How to do DL2 reconstruction using ctapipe tools#

This guide explains how to use ctapipe to process files containing images (data level 1a/ DL1a) to data level 2 (DL2) for both monoscopic and stereoscopic analyses. This includes the steps of image cleaning, image parametrization, training and applying machine learning models to estimate the energy and particle type, and either geometric direction reconstruction (stereo) or machine learning based direction reconstruction using the disp algorithm (mono or stereo).

Note

  • This guide assumes you have a directory containing gamma, proton, and electron files already processed to DL1a.

  • The provided commands assume you are trying to process files in a bash shell environment.

Setup#

As always, you can run

ctapipe-quickstart

to get some example configuration files, which you can use as a starting point to create your desired configuration.
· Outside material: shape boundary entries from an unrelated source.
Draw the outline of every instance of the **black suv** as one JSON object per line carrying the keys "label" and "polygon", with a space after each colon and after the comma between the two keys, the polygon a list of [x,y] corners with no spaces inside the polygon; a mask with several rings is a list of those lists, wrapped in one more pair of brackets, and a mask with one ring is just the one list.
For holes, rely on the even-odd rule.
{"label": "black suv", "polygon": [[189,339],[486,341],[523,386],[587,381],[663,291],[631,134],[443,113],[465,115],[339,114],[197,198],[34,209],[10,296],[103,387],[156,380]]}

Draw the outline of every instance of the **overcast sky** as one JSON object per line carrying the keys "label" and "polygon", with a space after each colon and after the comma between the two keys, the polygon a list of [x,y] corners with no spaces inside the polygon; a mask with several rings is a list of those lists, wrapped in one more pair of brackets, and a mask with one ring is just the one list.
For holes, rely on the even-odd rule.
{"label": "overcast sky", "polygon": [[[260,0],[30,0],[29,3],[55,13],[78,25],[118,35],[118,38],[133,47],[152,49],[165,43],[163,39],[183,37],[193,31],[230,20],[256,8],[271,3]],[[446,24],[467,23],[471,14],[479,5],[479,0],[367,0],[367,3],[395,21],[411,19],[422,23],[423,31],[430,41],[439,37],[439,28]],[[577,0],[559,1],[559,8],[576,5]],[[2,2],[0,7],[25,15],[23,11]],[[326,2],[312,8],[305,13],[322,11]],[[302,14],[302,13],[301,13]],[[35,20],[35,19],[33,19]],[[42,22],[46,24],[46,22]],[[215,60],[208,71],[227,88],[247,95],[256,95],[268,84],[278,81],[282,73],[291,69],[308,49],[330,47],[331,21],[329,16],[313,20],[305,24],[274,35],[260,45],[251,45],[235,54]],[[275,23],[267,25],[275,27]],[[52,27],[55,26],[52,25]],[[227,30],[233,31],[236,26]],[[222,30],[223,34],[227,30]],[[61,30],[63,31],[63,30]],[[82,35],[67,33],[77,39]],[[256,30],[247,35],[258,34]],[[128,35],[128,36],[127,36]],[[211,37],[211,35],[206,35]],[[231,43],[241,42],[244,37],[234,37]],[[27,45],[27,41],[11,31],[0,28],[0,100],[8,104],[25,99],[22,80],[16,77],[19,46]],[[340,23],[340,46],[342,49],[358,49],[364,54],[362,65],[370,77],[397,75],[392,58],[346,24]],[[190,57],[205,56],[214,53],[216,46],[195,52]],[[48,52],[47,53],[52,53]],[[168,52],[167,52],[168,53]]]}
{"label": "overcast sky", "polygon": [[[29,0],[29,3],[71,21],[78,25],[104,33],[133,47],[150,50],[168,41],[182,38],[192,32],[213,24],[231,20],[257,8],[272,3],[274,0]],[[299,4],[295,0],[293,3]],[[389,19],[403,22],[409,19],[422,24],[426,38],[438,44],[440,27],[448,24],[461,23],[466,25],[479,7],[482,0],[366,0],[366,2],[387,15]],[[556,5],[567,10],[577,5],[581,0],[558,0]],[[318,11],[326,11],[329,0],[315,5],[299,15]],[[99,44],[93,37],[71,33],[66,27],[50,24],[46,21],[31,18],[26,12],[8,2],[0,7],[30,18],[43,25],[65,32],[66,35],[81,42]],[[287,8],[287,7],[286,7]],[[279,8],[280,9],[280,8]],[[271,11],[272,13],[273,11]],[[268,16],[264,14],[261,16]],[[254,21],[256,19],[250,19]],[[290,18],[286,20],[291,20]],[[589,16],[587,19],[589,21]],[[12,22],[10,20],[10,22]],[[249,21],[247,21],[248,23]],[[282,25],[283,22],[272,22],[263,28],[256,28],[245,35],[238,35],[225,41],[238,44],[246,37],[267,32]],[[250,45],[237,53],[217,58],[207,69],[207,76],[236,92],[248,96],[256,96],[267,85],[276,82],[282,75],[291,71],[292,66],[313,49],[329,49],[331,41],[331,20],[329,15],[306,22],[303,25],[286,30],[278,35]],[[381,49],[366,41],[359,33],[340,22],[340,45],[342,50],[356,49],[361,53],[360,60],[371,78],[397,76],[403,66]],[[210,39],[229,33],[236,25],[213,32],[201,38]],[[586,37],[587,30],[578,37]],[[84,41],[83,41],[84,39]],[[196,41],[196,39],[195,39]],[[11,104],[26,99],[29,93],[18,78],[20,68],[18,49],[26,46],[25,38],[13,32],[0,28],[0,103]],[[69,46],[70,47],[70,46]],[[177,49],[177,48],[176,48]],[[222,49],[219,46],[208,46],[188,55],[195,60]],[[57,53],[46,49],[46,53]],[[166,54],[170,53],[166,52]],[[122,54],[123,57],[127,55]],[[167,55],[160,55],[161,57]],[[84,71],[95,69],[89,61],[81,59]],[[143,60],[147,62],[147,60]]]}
You can also get up to date configuration files from gitlab, but take care to select the configuration files appropriate for the version of ctapipe you are using.

To keep things organized, also define an output directory and make sure it exists, for example like this:

OUTPUT_DIR=build
mkdir -p $OUTPUT_DIR

Image cleaning, image parametrization, and geometric direction reconstruction#

Image cleaning and parametrization, as well as the geometric direction reconstruction can all be done by ctapipe-process with the following command:

ctapipe-process --input $INPUT_FILE \
  --output $OUTPUT_DIR/$OUTPUT_FILE \
  --config $CONFIG_FILE \
  --config $SUBARRAY_FILE \
  --provenance-log $OUTPUT_DIR/$PROVENANCE_LOG

INPUT_FILE is the path to an input file and OUTPUT_FILE the name of the output file. CONFIG_FILE is the path to a configuration file, such as dl1_to_dl2.yml found in the gitlab for v0.23/v1 of ctapipe, and SUBARRAY_FILE is another configuration file describing the subarray, such as prod6/subarray_north_alpha.yml found next to the dl1_to_dl2.yml in the gitlab. You can also combine all the configuration options in one file and only pass this one to the tool. Finally, PROVENANCE_LOG is the name of the file in which the provenance log will be saved, take care to change it for each input file or later tracking will be complicated.

Run the above command with the inputs adjusted so that each of the available input files is processed into a separate file, and you will end up with a set of h5 files containing image parameters and entries at the path dl2/event/subarray/geometry.

To exclude the geometric direction reconstruction from the processing (e.g. for a mono analysis), the ShowerProcessor section in dl1_to_dl2.yml would have to be changed to not include HillasReconstructor under reconstructor_types. Or, even easier, the whole ShowerProcessor section can be removed.

Merging#

Decide on which fraction of your files you want to use for training each ML model:

  • Training the energy regressor requires a gamma training file (called e.g. gamma_merged_train_en.dl2.h5).

  • Training the particle classifier requires another gamma and a proton training file (called e.g. gamma_merged_train_clf.dl2.h5 and proton_merged_train.dl2.h5).

  • Training the disp reconstructor requires a gamma training file, which can be the same file as used for the particle classifier (e.g. gamma_merged_train_clf.dl2.h5).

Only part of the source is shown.